We went on for hours. Gupta was an interesting talker, full of daring impieties and unorthodoxies, which he had no hesitation in avowing. I judged him to have two main faults. First, he caustically condemned practically everything and everybody. Every person mentioned was either a fool, or a knave, or a bit of both; every belief was superstitious nonsense; every institution ought to be destroyed and replaced by something more rational. Such a man would never be satisfied with any system run by real, fallible human beings. He might, moreover, be extremely dangerous if he got power, because he would want to destroy everything and everybody that did not come up to his own impossibly high ideals. Second, I thought him more dogmatic in denying the existence of the spiritual or supernatural than was warranted by the present state of man's knowledge.
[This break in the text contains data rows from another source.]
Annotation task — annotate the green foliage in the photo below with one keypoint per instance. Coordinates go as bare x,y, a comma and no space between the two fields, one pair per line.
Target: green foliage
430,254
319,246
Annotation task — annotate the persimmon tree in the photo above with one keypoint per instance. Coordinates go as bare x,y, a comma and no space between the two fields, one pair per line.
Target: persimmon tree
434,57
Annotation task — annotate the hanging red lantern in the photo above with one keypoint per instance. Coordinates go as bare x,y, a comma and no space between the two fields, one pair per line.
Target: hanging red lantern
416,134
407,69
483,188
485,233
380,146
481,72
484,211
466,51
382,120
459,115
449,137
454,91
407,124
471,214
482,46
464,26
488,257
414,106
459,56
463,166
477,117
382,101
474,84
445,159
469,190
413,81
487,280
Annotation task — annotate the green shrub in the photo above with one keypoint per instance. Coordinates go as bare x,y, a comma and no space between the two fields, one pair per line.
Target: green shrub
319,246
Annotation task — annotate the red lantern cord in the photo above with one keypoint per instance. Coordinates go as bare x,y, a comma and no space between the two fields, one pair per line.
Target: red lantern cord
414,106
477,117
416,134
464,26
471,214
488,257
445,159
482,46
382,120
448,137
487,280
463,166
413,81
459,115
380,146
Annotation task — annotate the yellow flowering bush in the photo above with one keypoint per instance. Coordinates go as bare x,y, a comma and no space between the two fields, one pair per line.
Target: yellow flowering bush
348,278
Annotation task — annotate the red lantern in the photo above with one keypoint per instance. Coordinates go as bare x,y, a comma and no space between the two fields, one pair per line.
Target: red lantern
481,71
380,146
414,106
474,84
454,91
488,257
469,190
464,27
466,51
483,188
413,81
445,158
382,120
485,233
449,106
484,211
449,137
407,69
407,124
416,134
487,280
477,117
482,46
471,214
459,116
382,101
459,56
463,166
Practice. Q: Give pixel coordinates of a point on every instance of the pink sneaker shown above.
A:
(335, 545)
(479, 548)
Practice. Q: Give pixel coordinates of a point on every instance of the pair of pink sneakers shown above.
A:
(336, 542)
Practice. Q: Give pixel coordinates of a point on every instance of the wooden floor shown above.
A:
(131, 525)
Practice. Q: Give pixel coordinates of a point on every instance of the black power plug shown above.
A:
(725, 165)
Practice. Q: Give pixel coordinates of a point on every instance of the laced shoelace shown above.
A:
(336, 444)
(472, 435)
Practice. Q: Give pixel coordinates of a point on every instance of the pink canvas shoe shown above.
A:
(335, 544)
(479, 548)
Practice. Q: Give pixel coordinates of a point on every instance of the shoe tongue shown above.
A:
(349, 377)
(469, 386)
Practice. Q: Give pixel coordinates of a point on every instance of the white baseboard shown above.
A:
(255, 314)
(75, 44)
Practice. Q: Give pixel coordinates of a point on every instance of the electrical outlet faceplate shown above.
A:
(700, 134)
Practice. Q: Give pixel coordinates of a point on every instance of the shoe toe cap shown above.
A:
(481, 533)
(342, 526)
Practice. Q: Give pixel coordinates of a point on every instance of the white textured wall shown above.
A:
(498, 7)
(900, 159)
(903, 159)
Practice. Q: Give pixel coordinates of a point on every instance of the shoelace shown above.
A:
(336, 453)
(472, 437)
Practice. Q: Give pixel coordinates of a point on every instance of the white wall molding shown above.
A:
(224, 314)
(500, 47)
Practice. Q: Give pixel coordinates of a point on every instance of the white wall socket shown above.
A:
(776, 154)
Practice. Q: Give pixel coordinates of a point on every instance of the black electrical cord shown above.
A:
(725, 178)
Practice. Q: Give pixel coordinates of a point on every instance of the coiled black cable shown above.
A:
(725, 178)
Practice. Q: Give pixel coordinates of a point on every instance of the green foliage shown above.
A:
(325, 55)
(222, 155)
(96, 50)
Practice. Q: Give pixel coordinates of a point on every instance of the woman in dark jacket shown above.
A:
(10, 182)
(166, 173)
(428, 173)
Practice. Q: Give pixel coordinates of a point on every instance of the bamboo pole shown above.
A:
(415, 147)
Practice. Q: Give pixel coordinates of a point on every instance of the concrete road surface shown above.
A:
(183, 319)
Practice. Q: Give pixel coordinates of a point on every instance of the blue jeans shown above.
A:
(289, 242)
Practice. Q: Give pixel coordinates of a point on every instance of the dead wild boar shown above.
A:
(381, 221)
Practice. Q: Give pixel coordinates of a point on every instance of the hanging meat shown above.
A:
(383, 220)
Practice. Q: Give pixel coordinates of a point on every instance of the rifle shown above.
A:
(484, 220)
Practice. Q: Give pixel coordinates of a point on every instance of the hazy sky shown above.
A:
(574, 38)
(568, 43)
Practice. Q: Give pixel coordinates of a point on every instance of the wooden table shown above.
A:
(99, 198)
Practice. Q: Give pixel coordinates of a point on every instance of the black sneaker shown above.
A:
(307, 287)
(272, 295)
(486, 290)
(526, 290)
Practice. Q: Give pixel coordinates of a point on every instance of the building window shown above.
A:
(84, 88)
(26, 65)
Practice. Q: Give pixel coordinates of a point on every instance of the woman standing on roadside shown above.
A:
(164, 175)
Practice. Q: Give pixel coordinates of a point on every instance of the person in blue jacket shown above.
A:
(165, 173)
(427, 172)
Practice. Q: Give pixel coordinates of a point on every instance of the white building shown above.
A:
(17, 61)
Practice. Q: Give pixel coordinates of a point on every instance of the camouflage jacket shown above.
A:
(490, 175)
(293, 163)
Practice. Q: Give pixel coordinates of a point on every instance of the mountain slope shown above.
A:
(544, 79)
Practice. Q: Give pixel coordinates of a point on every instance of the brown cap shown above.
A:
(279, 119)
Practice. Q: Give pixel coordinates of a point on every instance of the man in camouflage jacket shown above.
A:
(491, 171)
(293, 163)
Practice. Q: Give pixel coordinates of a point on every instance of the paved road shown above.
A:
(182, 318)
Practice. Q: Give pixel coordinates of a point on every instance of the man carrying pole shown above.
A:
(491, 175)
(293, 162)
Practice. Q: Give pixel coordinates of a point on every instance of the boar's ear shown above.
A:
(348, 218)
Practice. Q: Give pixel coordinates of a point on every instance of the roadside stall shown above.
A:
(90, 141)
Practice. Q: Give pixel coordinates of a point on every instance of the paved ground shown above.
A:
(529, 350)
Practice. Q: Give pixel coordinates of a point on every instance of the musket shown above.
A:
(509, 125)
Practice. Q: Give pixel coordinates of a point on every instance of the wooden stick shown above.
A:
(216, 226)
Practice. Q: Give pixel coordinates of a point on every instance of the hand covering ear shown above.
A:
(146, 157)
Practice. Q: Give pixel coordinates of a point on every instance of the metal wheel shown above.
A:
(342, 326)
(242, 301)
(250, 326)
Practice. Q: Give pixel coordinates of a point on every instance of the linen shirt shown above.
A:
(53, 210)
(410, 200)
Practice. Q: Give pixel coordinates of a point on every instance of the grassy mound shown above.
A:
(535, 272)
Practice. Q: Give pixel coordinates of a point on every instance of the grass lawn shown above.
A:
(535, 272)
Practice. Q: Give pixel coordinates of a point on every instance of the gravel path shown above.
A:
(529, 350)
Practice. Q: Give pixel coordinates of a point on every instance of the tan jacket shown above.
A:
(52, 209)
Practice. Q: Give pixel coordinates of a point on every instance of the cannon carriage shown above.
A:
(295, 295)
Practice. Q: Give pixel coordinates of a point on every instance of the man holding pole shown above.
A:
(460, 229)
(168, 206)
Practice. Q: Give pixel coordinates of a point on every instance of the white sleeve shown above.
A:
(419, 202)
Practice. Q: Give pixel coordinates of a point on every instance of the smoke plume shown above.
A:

Nonetheless, he was a relief after the woolly-minded speculations of the other thinkers whom I had lately heard. I finally got around to the real purpose of my visit. When I had explained, Gupta said:

"I must think about this. Unlike some of my mystical colleagues, I see nought wrong in enjoying mundane pleasures in moderation, but your problem presents difficulties. Howsomever, I doubt not that by the application of proper scientific methods we shall succeed. Thousands of years ago, before they wandered off into the swamp of subjectivism, the wise men of Bharata achieved great scientific triumphs, such as flying chariots and elixirs of youth, as anybody can perceive from an enlightened reading of the Rigveda or the Ramayana or —"

"Yes, yes," I said. "I have heard of those. Of course, we Hellenes can make the same sort of claim. Thousands of years ago we had an artificer named Daidalos, who could fly through the air. He made a mechanical bronzen giant, which guarded the isle of Crete. Another epic tells of the mechanical tables of the god Hephaistos, which served repasts without the help of human servants—"

"Hm, hm, very interesting," said Gupta. "But let us get back to business. Have you done nought but wander the face of Bharata, asking one wiseacre after another how to stiffen your lingam?"

"I have also done a bit of trading, to make the journey pay for itself."

"Have you had good luck?"

"Not bad at all. You see, the price of gems in the western world is much higher—"

I could have bitten my tongue for blabbing so indiscreetly, but the harm had been done. The palm wine and Gupta's garrulity had between them loosened my tongue. I finished lamely:

"Well, anyway, I hope to end up with some small profit."

"Good for you! And now I think I know how to cure your weakness. Have you ever attended an orgy?"

"I have enjoyed many women, surely; but a real orgy—no, I think not."

"You would be surprised at its stimulating effect."

"Do you mean you have orgies in India? Indians have impressed me as the most straitlaced and sobersided lot I have ever encountered."

Gupta giggled. "The Brachmanes strive to impose all these ridiculously rigid rules of conduct upon the rest of us, but not everybody takes them so seriously as they would like. Now, I head a little group of advanced thinkers, who meet betimes on the banks of the Sipta to enjoy an evening of philosophical discourse and good-fellowship. The next meeting of our club is—let me think—by the nonexistent gods, it is tomorrow night! Meet me here at sunset, and we shall see what we can do for you."